Musically, the group is all over the map, with everything from layered UK pop ala Andy Partridge to fuzzy, psych-laced power rock. Opening track "Dark Star" is a perfect oddity, moving along with warm guitars, little string swoops, spoken-word samples, and chipper woodwinds while Fahy adds breathy vocals. It's one of the best songs on the release, and one of those rare tracks that's buoyant enough to pick you up just about any time. "Seasider" is a bit more power pop, with layers of jangling guitars that stomp along with piano and a simple rhythm section for just under three minutes while "Sugarland" is another stunner, mixing acoustic guitar and wispy lap steel into a reverb-drenched Simon And Garfunkel-esque treat (albeit with some weird trimmings).

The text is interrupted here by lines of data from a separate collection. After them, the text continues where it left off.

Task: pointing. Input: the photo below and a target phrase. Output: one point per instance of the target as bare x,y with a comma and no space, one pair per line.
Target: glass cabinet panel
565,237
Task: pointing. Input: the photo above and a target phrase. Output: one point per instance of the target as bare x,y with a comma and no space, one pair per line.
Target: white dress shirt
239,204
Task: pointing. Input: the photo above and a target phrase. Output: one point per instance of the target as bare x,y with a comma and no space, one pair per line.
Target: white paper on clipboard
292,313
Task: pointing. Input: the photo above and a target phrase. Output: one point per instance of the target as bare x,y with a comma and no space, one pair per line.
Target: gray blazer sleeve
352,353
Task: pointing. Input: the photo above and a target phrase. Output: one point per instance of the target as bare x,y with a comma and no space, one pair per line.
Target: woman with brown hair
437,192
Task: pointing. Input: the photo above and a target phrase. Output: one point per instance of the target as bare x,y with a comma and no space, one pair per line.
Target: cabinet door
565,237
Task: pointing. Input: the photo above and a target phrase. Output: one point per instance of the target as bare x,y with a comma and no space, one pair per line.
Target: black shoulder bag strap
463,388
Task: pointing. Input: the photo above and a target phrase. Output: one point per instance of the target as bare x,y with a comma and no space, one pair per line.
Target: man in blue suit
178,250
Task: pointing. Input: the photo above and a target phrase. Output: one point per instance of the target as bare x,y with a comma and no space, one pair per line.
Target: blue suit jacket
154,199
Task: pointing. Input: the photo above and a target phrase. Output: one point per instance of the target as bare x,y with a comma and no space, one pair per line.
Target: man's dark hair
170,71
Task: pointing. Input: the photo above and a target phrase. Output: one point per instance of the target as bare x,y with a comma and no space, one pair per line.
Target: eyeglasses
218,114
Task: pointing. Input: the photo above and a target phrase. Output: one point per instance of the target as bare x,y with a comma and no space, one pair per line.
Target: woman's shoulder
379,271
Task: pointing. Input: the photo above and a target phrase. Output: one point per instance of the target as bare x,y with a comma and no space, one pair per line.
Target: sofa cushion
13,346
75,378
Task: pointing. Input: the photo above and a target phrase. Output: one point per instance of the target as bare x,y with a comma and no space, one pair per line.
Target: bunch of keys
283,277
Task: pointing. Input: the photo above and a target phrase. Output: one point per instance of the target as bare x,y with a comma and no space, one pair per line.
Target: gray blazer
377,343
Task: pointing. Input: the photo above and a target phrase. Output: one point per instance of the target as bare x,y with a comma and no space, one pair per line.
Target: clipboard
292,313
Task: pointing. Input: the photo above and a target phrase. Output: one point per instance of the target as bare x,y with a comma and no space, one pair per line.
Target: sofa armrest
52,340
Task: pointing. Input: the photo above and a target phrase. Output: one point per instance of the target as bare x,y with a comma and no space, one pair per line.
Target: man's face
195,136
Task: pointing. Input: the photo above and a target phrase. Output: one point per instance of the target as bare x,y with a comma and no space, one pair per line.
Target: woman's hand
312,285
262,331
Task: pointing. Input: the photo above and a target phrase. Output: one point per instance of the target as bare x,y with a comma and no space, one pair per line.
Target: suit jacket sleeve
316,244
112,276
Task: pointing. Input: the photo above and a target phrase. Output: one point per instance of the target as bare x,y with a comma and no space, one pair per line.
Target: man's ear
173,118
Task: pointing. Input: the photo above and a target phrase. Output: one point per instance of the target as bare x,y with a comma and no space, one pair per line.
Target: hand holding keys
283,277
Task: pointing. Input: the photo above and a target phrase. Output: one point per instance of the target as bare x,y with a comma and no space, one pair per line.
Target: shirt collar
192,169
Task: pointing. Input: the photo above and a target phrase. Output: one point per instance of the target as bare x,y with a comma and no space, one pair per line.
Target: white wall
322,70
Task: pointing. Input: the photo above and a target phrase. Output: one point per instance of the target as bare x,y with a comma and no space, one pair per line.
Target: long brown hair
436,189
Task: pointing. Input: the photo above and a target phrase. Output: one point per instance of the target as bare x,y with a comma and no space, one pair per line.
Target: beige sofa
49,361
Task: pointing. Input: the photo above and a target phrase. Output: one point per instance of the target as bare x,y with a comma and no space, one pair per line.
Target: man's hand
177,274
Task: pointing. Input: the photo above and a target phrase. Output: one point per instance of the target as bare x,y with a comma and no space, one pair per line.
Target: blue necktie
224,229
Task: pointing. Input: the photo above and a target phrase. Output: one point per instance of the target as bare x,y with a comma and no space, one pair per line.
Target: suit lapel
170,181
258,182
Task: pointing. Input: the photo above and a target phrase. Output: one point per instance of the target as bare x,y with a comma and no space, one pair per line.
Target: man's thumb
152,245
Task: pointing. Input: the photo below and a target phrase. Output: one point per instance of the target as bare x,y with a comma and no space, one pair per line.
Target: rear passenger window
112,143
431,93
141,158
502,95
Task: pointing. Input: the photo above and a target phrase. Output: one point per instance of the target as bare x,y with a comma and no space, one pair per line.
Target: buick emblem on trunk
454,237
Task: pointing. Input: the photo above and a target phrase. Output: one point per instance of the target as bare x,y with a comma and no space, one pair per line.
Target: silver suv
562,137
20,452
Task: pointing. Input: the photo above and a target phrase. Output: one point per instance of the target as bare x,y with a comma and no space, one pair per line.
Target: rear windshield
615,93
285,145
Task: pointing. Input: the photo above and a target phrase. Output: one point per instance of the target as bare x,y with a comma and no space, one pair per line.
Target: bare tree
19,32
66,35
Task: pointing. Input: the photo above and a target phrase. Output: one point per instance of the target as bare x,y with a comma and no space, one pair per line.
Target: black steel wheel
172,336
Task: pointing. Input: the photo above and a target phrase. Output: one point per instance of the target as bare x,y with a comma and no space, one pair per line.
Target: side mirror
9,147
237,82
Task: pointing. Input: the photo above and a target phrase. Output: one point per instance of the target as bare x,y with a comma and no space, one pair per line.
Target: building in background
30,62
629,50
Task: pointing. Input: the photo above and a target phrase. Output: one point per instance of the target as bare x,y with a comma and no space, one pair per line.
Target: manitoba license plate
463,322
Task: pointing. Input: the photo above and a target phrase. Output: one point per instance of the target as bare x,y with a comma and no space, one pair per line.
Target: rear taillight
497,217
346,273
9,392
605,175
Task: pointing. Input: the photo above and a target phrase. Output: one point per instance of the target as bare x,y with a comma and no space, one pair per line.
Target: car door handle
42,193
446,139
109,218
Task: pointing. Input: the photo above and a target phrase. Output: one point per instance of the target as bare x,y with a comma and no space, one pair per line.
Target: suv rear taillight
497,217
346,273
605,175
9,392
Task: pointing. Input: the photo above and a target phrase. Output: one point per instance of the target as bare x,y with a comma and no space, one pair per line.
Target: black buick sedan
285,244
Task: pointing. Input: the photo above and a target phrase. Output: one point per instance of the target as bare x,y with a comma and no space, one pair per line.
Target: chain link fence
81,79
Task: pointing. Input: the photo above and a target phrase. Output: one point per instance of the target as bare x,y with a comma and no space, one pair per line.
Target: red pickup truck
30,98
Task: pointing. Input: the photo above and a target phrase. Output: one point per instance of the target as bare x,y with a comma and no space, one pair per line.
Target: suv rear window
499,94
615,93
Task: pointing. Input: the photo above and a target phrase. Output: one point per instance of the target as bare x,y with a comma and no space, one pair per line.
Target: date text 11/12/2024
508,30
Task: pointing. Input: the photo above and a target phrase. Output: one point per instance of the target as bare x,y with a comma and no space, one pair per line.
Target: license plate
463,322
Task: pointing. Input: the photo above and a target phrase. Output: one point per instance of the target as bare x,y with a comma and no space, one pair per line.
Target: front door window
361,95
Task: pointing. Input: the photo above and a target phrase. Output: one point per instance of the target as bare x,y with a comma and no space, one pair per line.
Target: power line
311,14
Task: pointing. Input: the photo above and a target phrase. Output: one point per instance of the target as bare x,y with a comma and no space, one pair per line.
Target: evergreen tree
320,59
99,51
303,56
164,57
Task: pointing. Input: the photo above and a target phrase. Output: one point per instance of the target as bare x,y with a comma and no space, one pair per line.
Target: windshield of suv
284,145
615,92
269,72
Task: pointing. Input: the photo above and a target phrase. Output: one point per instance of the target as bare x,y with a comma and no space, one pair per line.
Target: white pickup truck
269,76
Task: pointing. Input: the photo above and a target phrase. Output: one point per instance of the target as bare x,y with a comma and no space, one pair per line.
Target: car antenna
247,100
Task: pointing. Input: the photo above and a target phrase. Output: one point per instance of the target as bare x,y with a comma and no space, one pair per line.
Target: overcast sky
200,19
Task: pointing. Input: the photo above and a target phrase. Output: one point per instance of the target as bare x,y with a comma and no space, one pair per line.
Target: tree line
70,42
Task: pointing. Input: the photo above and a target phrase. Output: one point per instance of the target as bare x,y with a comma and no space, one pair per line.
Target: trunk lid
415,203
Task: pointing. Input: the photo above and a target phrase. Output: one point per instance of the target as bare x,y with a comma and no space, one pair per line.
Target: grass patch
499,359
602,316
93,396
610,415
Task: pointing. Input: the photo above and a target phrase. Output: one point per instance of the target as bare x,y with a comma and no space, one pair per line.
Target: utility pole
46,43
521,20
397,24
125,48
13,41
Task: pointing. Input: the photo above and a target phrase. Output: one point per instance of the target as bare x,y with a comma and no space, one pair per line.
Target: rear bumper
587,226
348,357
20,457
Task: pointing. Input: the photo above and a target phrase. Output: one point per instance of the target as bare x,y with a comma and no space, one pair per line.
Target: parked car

In other places, the kitchen-sink approach throws a bit of a monkey-wrench into songs that would probably be just fine without all the additions. "Mirth" is another woodwind-touched orchestral pop track in the vein of the opener, but in places on the track, the group inserts a sample of an old blues record (presumably) and it just throws things off the rails a bit. Likewise, "June" sounds almost completely out-of-place on the release as it thunders with huge programmed beats and loud guitars that push it into pretty mainstream sounding rock mode (before it drops off into a section with organs and samples of a Native American chant).
With artwork that's somewhere between Monty Python and Sgt. Peppers, it seems that the group definitely has a vibe that they're going for, but as mentioned above, the almost random nature of many sound inclusions sometimes work to the detriment of the album itself. As a whole, there are many songs on the release that work quite well (and even stand out in a big way in places), but it's also a frustrating listen at times because of the overall embrace of just about every style under the sun. Considering the drastic change in style from their previous incarnation and how long it's been since the group released an album, it feels to just be a bit of overcompensation.